Coronavirus o privacy
La pandemia da coronavirus può giustificare la parziale abolizione delle tutele sulla privacy? | U.S. Air Force - Cody R. Miller

È assolutamente possibile che, oggi, la scelta coronavirus o privacy non sia nell'agenda di nessuna organizzazione per i diritti umani: la crisi sanitaria internazionale innescata dal virus 2019-nCoV sembra proprio un "valido motivo" per sospendere alcune garanzie di privacy, come dimostra questa vicenda australiana.

 

Spiati dal cell. Secondo quanto riporta l'emittente statunitense ABC, la scorsa settimana le autorità di Canberra si sono fatte consegnare dagli operatori telefonici del paese i tracciati relativi agli spostamenti di una coppia di cittadini cinesi giunti ad Adelaide da Guangzhou e risultati positivi al coronavirus. La polizia ha potuto ottenere queste informazioni appellandosi a uno specifico articolo di Legge sulla privacy che ammette alcune deroghe per motivi di pubblica sicurezza.

 

Ti segue sempre. Da notare che gli operatori telefonici non tracciano gli spostamenti puntuali dello smartphone come potrebbe fare Google Maps, ma si limitano a registrare le celle alle quali si aggancia l'apparecchio nel corso del tempo. Ogni cella copre un'area abbastanza vasta, ma anche sufficientemente circoscritta da permettere di ricostruire le zone di passaggio e di sosta dei due turisti. Questo tipo di tracciamento non può essere impedito a livello di singolo apparecchio, neppure spegnendo i servizi di localizzazione sullo smartphone, perché avviene in automatico quando la SIM si "registra" sulla rete passando da una cella all'altra (se così non fosse non sarebbe possibile ricevere nulla).

 

Tutti salvi. Grazie a queste informazioni le autorità hanno poi messo in quarantena i dipendenti di una casa d'aste dove i due cittadini cinesi si erano recati, e a mettere sotto controllo altre 24 persone che hanno partecipato allo stesso evento. La polizia australiana ha impiegato per anni i dati telefonici per le indagini, ma nel 2018 la Suprema Corte ne aveva fortemente limitato l'accesso, e oggi possono essere ottenuti solo su richiesta di un magistrato.

 

Diritto alla salute o alla privacy?
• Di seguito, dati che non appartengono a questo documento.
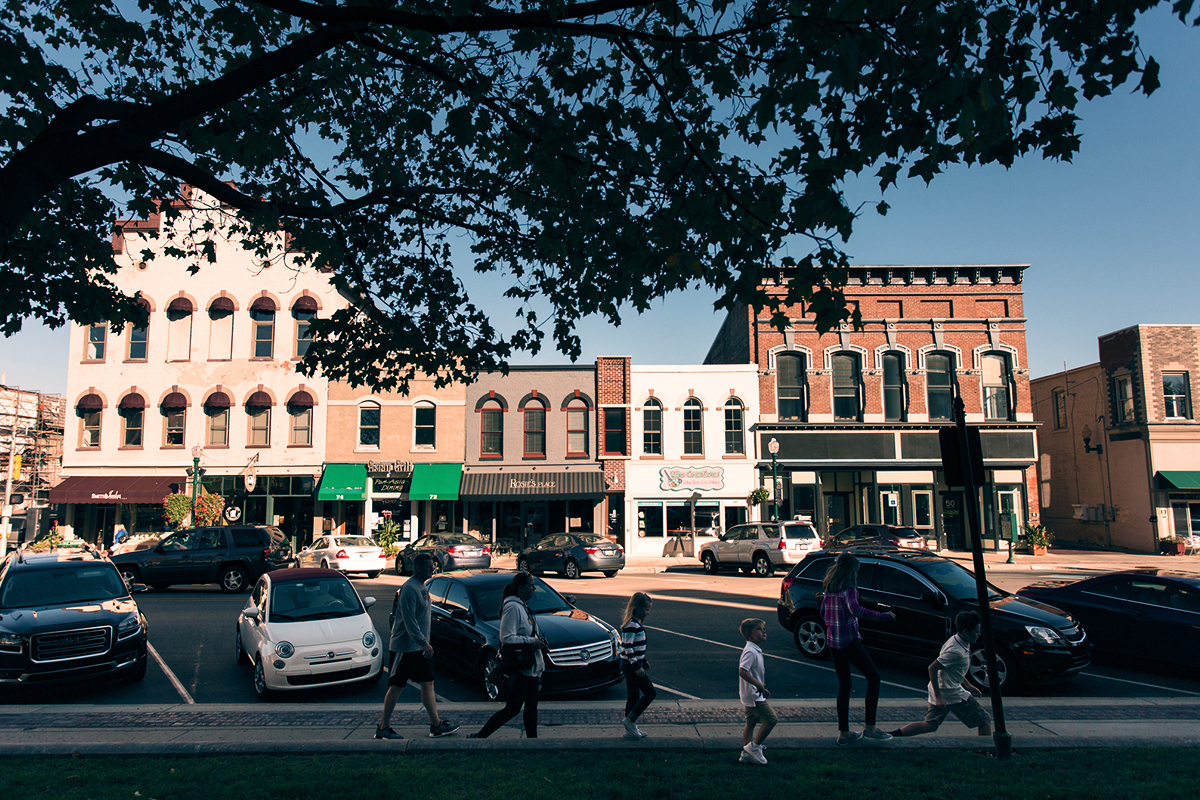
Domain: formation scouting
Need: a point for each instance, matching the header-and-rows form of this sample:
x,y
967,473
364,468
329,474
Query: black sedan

La diffusione a livello mondiale di un virus potenzialmente letale sembra dunque essere un valido motivo per accedere ai dati personali di un cittadino, anche se questi non è d'accordo. È però chiaro che, nel lungo periodo, una tale possibilità, senza alcuna limitazione, fa ipotizzare scenari lontani dallo Stato di Diritto al quale siamo abituati, almeno "noi" in occidente, perché i due cittadini cinesi sono stati pienamente collaborativi e non hanno posto alcuna obiezione ai controlli sui loro telefoni.